Fun Home: A Family Tragicomic

Houghton Mifflin, 2006

If American comics’ infatuation with autobiography reached maturity in Spiegelman’s Maus, it found its pinnacle in Alison Bechdel’s Fun Home. Bechdel brings a sophisticated arsenal of storytelling tools to bear on this complex and wrenching tale of her relationship with her father, whose untimely death and discomfort with his own sexuality shaped her own fearless quest to fully embody her own truth as a lesbian. Full to bursting with literary allusion and sophisticated visual storytelling, Fun Home fulfills the promise of comics as a place for daring truths. In her Q&A in the current issue, Rachel Lindsay discusses the influence of Bechdel’s work on her own.


Ari Folman & David Polonsky

Waltz with Bashir: A Lebanon War Story

Metropolitan Books, 2009

Concurrently produced and released alongside an animated film of the same name, Waltz with Bashir details Folman’s quest to recover repressed memories of a traumatic event that had occurred while he served in Lebanon during the civil war of the 1980s as a member of the Israeli Defense Force.
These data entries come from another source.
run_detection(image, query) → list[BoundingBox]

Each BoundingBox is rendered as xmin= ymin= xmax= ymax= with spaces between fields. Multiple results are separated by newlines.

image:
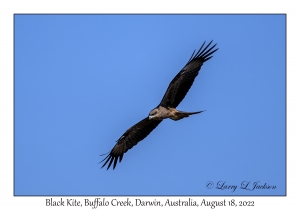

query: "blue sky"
xmin=14 ymin=14 xmax=285 ymax=196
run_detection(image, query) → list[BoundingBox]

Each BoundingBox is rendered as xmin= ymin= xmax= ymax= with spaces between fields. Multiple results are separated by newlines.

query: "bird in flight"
xmin=100 ymin=41 xmax=218 ymax=170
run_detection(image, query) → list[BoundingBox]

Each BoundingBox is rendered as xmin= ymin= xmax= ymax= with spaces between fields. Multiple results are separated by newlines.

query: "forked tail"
xmin=172 ymin=110 xmax=206 ymax=121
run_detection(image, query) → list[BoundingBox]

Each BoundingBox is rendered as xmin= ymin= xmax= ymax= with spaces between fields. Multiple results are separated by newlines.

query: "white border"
xmin=1 ymin=0 xmax=297 ymax=209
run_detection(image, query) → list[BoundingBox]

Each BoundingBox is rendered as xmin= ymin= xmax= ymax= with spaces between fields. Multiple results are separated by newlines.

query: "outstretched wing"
xmin=159 ymin=40 xmax=218 ymax=108
xmin=100 ymin=117 xmax=162 ymax=170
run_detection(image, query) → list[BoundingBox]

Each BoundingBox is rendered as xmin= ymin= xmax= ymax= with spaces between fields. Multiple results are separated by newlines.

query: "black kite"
xmin=100 ymin=41 xmax=218 ymax=170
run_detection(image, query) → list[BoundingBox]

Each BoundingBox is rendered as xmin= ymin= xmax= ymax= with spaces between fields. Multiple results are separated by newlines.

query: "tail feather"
xmin=173 ymin=110 xmax=206 ymax=121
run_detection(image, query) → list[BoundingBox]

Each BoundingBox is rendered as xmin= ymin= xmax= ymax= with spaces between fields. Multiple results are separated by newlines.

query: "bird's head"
xmin=149 ymin=108 xmax=159 ymax=120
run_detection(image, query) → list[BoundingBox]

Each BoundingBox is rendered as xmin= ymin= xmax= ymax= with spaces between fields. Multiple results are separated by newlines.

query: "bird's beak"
xmin=149 ymin=116 xmax=152 ymax=120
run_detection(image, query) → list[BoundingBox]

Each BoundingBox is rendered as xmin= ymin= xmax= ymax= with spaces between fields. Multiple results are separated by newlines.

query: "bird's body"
xmin=149 ymin=106 xmax=204 ymax=121
xmin=100 ymin=41 xmax=218 ymax=170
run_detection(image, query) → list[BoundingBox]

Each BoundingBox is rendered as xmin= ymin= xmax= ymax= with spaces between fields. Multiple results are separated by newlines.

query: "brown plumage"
xmin=100 ymin=118 xmax=162 ymax=170
xmin=100 ymin=41 xmax=218 ymax=170
xmin=158 ymin=40 xmax=218 ymax=108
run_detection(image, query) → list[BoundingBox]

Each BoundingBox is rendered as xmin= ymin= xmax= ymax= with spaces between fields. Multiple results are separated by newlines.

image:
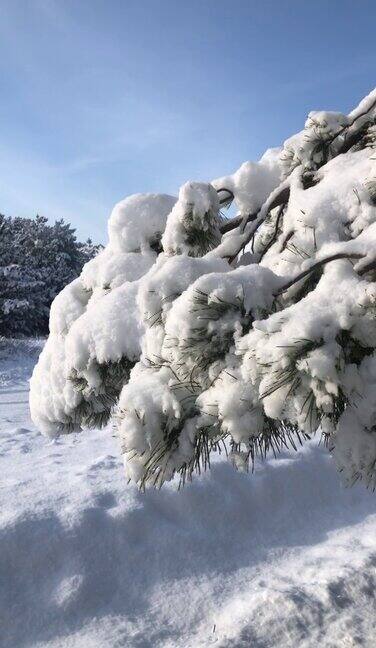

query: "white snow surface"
xmin=108 ymin=193 xmax=177 ymax=253
xmin=212 ymin=148 xmax=282 ymax=215
xmin=2 ymin=340 xmax=376 ymax=647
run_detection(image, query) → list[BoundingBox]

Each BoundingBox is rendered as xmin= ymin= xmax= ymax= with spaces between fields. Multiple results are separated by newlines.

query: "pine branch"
xmin=216 ymin=187 xmax=234 ymax=207
xmin=328 ymin=95 xmax=376 ymax=153
xmin=258 ymin=204 xmax=286 ymax=261
xmin=274 ymin=252 xmax=364 ymax=296
xmin=218 ymin=185 xmax=290 ymax=237
xmin=217 ymin=96 xmax=376 ymax=263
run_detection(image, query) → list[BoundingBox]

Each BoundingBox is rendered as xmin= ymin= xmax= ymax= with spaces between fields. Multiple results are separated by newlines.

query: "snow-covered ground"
xmin=1 ymin=340 xmax=376 ymax=648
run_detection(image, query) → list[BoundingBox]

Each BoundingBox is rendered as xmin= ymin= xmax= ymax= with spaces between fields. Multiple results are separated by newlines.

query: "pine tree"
xmin=0 ymin=213 xmax=99 ymax=336
xmin=30 ymin=89 xmax=376 ymax=491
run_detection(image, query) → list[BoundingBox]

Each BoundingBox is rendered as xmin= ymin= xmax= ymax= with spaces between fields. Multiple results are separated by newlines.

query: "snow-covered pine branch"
xmin=30 ymin=89 xmax=376 ymax=490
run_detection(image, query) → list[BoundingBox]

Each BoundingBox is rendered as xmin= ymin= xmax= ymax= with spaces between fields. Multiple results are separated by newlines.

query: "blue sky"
xmin=1 ymin=0 xmax=375 ymax=243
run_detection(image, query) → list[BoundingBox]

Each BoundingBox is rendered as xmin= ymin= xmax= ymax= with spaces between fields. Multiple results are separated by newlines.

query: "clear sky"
xmin=1 ymin=0 xmax=375 ymax=243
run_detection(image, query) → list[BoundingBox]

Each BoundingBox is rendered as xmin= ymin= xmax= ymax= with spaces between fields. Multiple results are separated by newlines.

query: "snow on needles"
xmin=30 ymin=89 xmax=376 ymax=490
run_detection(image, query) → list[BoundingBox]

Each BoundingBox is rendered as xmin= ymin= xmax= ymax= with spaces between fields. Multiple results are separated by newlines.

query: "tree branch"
xmin=219 ymin=186 xmax=290 ymax=237
xmin=226 ymin=186 xmax=290 ymax=263
xmin=257 ymin=203 xmax=287 ymax=261
xmin=358 ymin=258 xmax=376 ymax=276
xmin=274 ymin=253 xmax=364 ymax=296
xmin=219 ymin=214 xmax=243 ymax=234
xmin=328 ymin=95 xmax=376 ymax=153
xmin=217 ymin=188 xmax=234 ymax=207
xmin=217 ymin=94 xmax=376 ymax=264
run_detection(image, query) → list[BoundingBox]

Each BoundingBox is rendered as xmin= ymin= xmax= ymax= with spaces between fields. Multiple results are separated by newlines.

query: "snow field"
xmin=1 ymin=343 xmax=376 ymax=647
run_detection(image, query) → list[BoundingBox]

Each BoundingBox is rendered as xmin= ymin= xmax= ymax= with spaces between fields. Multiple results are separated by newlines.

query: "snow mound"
xmin=212 ymin=147 xmax=282 ymax=215
xmin=108 ymin=193 xmax=176 ymax=253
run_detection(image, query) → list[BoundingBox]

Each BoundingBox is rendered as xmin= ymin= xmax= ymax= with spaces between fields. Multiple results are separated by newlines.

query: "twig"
xmin=274 ymin=252 xmax=364 ymax=296
xmin=220 ymin=214 xmax=245 ymax=234
xmin=226 ymin=185 xmax=291 ymax=263
xmin=219 ymin=187 xmax=290 ymax=237
xmin=258 ymin=203 xmax=286 ymax=261
xmin=216 ymin=187 xmax=234 ymax=206
xmin=329 ymin=95 xmax=376 ymax=151
xmin=358 ymin=258 xmax=376 ymax=276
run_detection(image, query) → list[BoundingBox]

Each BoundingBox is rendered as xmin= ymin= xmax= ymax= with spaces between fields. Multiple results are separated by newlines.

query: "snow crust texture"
xmin=3 ymin=344 xmax=376 ymax=647
xmin=30 ymin=89 xmax=376 ymax=490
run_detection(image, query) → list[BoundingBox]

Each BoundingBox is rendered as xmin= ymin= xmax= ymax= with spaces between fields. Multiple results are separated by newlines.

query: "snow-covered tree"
xmin=0 ymin=214 xmax=100 ymax=336
xmin=30 ymin=90 xmax=376 ymax=491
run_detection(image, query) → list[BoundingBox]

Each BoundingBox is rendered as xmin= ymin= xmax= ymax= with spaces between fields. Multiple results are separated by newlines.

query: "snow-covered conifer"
xmin=0 ymin=213 xmax=99 ymax=336
xmin=31 ymin=89 xmax=376 ymax=490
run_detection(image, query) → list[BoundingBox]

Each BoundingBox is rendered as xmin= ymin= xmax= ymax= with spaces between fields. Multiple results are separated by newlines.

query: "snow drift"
xmin=2 ymin=344 xmax=376 ymax=646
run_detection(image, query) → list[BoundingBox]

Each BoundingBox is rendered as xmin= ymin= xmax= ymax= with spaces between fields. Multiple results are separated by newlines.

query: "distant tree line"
xmin=0 ymin=213 xmax=101 ymax=337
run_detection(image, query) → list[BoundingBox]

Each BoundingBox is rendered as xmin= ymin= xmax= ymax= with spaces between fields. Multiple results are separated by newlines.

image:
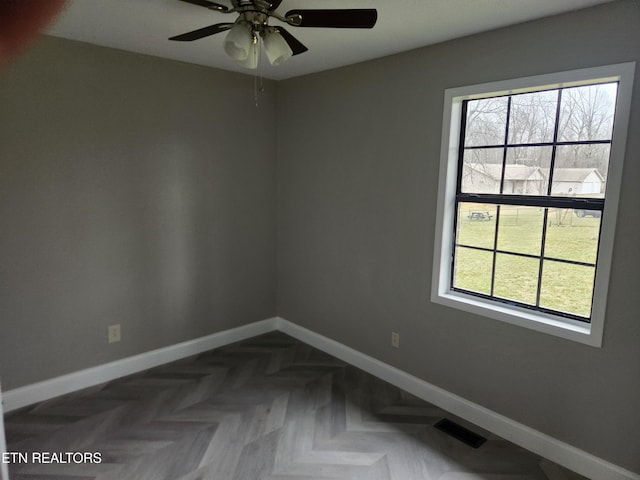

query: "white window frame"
xmin=431 ymin=63 xmax=635 ymax=347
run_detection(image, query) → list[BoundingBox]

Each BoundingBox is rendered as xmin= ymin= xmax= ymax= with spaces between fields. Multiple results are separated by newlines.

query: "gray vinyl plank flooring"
xmin=4 ymin=332 xmax=587 ymax=480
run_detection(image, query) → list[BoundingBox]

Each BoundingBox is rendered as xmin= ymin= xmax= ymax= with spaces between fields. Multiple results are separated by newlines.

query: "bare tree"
xmin=465 ymin=97 xmax=508 ymax=147
xmin=556 ymin=83 xmax=616 ymax=177
xmin=559 ymin=84 xmax=616 ymax=142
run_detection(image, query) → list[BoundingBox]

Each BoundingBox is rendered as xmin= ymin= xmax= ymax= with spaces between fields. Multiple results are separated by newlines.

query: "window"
xmin=432 ymin=63 xmax=635 ymax=346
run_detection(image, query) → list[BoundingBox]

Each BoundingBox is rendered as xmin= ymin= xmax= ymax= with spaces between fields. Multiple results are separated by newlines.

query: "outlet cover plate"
xmin=108 ymin=324 xmax=121 ymax=344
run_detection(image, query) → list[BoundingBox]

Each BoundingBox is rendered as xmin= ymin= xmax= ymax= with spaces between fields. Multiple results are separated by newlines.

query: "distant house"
xmin=463 ymin=164 xmax=605 ymax=196
xmin=462 ymin=164 xmax=546 ymax=194
xmin=551 ymin=168 xmax=604 ymax=195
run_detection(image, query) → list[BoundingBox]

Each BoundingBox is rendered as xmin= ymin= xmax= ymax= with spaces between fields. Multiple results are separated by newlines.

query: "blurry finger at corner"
xmin=0 ymin=0 xmax=67 ymax=68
Folman gives the reader all the historical and social context necessary to appreciate the specificities of the conflict of which he was both an observer and a participant. Alternately stark and lyrical in its re-creation of the surreal violence of the time, Waltz with Bashir is a sobering testament to the deep and lingering scars that war leaves on perpetrator and victim alike.